Context
The Instagram Reels team wants to test a new ranking change that is expected to increase short-term engagement, especially IG Save rate, but leadership is worried that optimizing for immediate engagement could hurt long-term retention. You are asked to design an experiment with a persistent holdout to measure long-term effects before a broad launch.
Hypothesis Seed
The proposed Reels ranker surfaces more “save-worthy” content using a new prediction feature. The team believes this will improve the AARRR engagement funnel at the Activation/Retention stages: more users save Reels now, and a subset returns more often over the next 8 weeks. However, there is also risk of a novelty effect (primacy effect), creator ecosystem shifts, and spillovers through sharing.
Constraints
- Eligible population: 24M daily active Instagram users globally who watch at least 1 Reel/day
- Traffic budget: at most 10% of eligible users can be withheld from the new ranker as a long-term holdout because product leadership wants fast rollout
- Maximum initial readout: 14 days for short-term decisioning
- Long-term holdout measurement window: 8 weeks after launch
- False positives are costly because shipping a ranker that boosts short-term saves but harms retention would be hard to unwind
- Meta experimentation stack supports user-level randomization, CUPED using 28-day pre-experiment covariates, and automated SRM checks
Deliverables
- Define the null and alternative hypotheses for both the 14-day launch readout and the 8-week holdout readout.

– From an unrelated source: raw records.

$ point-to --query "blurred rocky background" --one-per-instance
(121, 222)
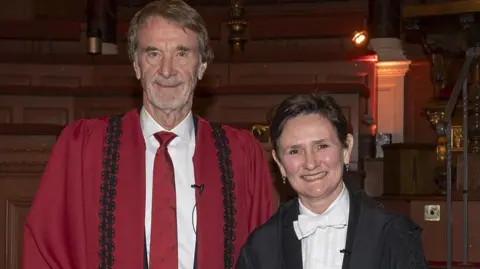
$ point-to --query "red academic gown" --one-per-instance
(89, 209)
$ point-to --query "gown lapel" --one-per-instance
(291, 246)
(355, 204)
(130, 195)
(210, 248)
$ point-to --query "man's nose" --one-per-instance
(167, 67)
(310, 161)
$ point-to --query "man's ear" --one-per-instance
(136, 67)
(201, 70)
(279, 164)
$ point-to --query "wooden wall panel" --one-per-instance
(434, 237)
(418, 91)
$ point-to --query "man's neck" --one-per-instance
(168, 119)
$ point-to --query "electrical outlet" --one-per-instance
(432, 213)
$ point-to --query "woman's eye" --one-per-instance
(152, 54)
(293, 151)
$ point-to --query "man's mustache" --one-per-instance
(166, 82)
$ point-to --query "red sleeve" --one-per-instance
(53, 235)
(260, 185)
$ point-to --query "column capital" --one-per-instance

- Specify the primary metric, secondary metrics, and guardrails, including an explicit MDE and why IG Save should or should not be the primary metric.
- Calculate the required sample size for the long-term holdout using real numbers, and translate it into feasibility given the available traffic.
- Choose the unit of randomization, allocation, and duration; explain how you would use CUPED and how you would pre-register the analysis plan.
- State a clear ship / don’t-ship / iterate rule that respects guardrails and addresses pitfalls such as peeking, novelty effect, SRM, and network interference.